2. A statement from a responsible person certifying that the applicants financial resources are sufficient to meet the necessary expenses; and

3. A statement from a qualified physician describing any emotional or physical illnesses suffered by the applicant during the preceding five years, or certifying freedom from such illnesses. Some programs require additional examinations and/or supporting documentation.

Admission of a student is subject to the discretion of the executive associate dean of the Office of Medical Education and Student Affairs and the director of admissions. Additional academic requirements for admission to each program are given in the catalog section describing that program.

Applications must be accompanied by official records from all schools attended. Such original documents, if not in English, should be accompanied by an authenticated English translation and should show dates of attendance, level of study, list of subjects, time devoted to each subject, examination grades for final average, an explanation of the grading system used, and scholastic rank among students in the applicant's graduating class. Diplomas or certificates for qualifying examinations taken by the applicant also must be presented.
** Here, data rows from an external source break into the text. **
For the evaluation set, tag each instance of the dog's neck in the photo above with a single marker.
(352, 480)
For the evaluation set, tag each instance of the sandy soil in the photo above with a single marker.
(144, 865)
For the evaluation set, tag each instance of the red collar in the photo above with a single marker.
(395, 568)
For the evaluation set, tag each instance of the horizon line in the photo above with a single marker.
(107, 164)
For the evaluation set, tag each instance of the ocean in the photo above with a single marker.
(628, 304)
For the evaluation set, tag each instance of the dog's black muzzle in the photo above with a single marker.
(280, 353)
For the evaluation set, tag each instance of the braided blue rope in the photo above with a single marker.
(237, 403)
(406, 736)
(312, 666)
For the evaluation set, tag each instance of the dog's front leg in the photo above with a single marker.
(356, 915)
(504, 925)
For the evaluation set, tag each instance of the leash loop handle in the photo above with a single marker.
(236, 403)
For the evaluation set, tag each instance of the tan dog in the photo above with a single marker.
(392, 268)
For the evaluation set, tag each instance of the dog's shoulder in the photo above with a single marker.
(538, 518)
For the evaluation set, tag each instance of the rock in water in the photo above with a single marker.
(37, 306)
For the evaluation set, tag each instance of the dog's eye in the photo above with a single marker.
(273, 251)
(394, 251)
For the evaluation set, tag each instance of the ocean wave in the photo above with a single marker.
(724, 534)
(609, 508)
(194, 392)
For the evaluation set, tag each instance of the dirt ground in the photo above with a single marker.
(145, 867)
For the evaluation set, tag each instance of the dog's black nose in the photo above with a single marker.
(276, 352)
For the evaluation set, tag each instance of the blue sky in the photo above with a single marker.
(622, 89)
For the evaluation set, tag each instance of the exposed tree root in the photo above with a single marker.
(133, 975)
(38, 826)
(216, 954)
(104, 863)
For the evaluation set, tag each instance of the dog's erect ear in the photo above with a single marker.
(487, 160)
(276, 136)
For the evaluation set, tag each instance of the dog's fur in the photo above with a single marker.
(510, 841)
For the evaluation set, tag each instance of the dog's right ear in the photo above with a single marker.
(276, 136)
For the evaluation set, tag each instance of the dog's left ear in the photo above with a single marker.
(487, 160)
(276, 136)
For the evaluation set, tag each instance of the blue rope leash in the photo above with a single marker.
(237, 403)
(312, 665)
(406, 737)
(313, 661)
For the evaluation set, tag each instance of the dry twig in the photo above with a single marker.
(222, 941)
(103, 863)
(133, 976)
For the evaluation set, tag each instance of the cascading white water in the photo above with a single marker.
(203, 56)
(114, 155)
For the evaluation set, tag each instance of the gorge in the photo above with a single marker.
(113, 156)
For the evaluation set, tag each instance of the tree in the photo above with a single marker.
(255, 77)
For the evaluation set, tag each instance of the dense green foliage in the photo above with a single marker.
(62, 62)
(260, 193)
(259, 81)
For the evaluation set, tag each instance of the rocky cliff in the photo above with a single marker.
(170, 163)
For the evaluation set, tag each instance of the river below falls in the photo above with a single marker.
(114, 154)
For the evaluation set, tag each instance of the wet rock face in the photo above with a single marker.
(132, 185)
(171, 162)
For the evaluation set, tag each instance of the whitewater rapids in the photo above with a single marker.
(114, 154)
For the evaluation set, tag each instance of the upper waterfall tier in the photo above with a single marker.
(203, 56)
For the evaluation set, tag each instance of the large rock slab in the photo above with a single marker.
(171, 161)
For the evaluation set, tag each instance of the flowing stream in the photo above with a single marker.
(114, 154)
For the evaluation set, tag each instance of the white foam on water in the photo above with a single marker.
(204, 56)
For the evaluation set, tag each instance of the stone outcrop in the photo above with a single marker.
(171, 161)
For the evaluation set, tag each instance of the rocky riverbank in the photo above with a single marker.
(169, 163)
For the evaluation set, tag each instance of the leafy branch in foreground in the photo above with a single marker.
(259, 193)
If accepted, the applicant will receive an official letter certifying admission and containing information on registration and pertinent dates. Prospective students should make no plans to leave their country until they have received a letter of acceptance and form I-20 or IAP-66 from the University division in which admission is sought. Except for the summer semester, each international student is required by U.S. immigration laws to register for at least twelve hours of course study for each semester in residence.

For more information, visit the International Student Scholar Programs at, or call 404.727.3300.

Notice of Acceptance and Intent to Matriculate

The applicant will be notified of acceptance or rejection as promptly as possible after the admissions committee takes action on his or her application. Applicants are required to notify the program in writing of their intent to accept the position offer.